The story goes into similar standoff engagement systems, but doesn’t examine the flipside: the increasing diffusion of precision-strike capabilities able to target US forces and infrastructure. Thomas Mahnken and others chronicling the “maturing revolution in military affairs” have predicted that the biggest problems will lie in protecting fixed infrastructure. Bases, ports, logistics nodes, and other immobile and inflexible targets will be vulnerable. Indeed, greater US investment in long-range strike systems in the Pacific also likely portend a shift from deterrence by denial to deterrence by punishment. 

Camp Bastion demonstrated the low-tech side of dangers to US bases overseas, which in the near term may be more likely than any standoff assault. Holding American bases at risk in the Persian Gulf, for example, may raise the cost of US action but also is likely to trigger a devastating military response. Iran’s preferred method of proxy warfare and state terrorism is considerably more below-the-radar and thus more politically difficult to counter.

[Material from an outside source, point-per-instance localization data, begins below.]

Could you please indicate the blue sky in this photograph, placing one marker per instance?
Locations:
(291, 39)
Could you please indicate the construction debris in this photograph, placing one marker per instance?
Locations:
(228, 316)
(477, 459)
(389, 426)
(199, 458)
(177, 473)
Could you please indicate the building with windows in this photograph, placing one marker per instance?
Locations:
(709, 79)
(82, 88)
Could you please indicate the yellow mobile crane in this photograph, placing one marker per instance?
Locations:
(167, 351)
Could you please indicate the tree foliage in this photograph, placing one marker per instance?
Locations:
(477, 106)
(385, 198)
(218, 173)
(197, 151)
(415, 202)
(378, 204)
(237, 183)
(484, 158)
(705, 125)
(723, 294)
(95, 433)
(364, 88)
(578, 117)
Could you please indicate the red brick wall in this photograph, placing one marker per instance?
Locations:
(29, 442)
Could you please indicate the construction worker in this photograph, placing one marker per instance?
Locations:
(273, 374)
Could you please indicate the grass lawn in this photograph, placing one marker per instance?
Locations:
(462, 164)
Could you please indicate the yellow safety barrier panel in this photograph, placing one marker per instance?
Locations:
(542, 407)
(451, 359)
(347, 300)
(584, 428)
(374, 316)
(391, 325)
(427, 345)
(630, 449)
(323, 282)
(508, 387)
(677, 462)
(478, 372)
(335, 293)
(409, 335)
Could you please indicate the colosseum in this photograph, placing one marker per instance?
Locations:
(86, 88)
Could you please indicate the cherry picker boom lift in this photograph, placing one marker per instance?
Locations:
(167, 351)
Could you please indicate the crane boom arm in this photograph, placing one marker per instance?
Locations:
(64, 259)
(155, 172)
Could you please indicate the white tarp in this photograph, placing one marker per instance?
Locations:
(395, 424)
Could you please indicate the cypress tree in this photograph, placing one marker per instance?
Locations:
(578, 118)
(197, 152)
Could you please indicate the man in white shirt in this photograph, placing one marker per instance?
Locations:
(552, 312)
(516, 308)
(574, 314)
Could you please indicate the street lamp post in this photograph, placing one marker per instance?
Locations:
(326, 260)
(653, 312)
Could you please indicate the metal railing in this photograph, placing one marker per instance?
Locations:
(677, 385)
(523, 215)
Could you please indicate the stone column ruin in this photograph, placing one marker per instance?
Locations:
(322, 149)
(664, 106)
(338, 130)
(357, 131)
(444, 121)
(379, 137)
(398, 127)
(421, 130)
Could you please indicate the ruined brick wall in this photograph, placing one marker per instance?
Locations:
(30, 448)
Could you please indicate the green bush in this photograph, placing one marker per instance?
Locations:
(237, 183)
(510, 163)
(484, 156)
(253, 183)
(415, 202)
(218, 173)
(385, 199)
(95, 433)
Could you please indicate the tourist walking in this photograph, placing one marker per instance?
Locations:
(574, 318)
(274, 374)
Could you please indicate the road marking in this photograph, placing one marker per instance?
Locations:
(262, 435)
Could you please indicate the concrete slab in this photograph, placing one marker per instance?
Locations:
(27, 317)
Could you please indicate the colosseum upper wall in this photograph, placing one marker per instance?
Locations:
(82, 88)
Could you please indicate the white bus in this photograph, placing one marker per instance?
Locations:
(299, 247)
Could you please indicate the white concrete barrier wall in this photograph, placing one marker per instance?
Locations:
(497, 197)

There are also interesting political implications of cheap precision-strike weapons to consider. Paul Bracken predicted in 1999 that Asian armies were shifting away from land-based, infantry-heavy peasant armies to organizations that place higher prestige on long-range strike, ballistic missile units, and unconventional weapons. The political effects of these new long-range weapons varied, as Bracken predicted some states would use their weapons to increase their freedom of action in the international system. Others would use them to empower certain groups of national elites, like Iran’s Pasdaran. The rise of Hezbollah actually is a case in point of a sub-state actor generating political effects from its collection of indirect fire platforms. It exerts some measure of international influence it would not otherwise have from its ability to punish Israel’s strategic rear and can market itself as a defender of Lebanon’s national interest with its anti-tank standoff weapons. Hezbollah is unlikely to be the last sub-state actor to exploit access to indirect fire weapons in the same way.